Indiana
How Broz v. Cellular Information Systems, Inc. applies in Indiana: state-specific rules, key cases, and bar exam notes for Corporations (Fiduciary Duty/Duty of Loyalty).
Indiana law closely follows the principles established in Broz, emphasizing the duty of loyalty that corporate directors owe to their corporations. The state courts analyze whether there is a conflict of interest and whether a corporate opportunity was improperly appropriated.
In Indiana, corporate directors have a duty to act in the best interests of the corporation, avoiding actions that would represent a personal conflict of interest, as outlined in the Indiana Business Corporation Law (IBCL).
The court held that a corporate officer breached their fiduciary duties by seizing a corporate opportunity for personal gain.
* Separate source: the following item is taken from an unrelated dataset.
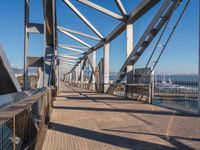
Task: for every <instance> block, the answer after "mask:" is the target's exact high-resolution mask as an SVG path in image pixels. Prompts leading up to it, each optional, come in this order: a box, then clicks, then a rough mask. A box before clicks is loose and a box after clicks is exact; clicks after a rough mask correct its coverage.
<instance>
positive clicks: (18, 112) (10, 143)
mask: <svg viewBox="0 0 200 150" xmlns="http://www.w3.org/2000/svg"><path fill="white" fill-rule="evenodd" d="M27 93H28V94H27ZM22 95H23V96H22ZM8 96H10V97H12V98H13V100H14V101H17V102H15V103H14V104H11V105H10V106H8V107H7V108H4V109H3V110H1V111H0V150H21V149H34V148H35V147H36V146H38V141H39V140H38V139H40V138H41V137H42V134H43V133H44V130H45V127H47V124H48V122H49V118H50V114H51V106H52V103H53V98H54V97H55V89H53V88H42V89H37V90H32V91H25V92H20V93H15V94H9V95H8ZM0 98H1V97H0Z"/></svg>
This case affirmed that corporate directors cannot make decisions that primarily benefit their personal interests over the corporation's welfare.
The court ruled that the intentional diversion of a business opportunity constituted a breach of fiduciary duty under Indiana law.
Indiana's interpretation of fiduciary duty in corporations aligns closely with the standards articulated in federal cases, particularly regarding the duty of loyalty. However, Indiana has specific statutory provisions that provide additional clarity and guidance on corporate governance compared to the more general federal principles.
Understanding the duty of loyalty and its applicability in state law, including the impact of Broz v. Cellular Information Systems, is crucial for the Indiana bar exam, particularly under the Corporations section.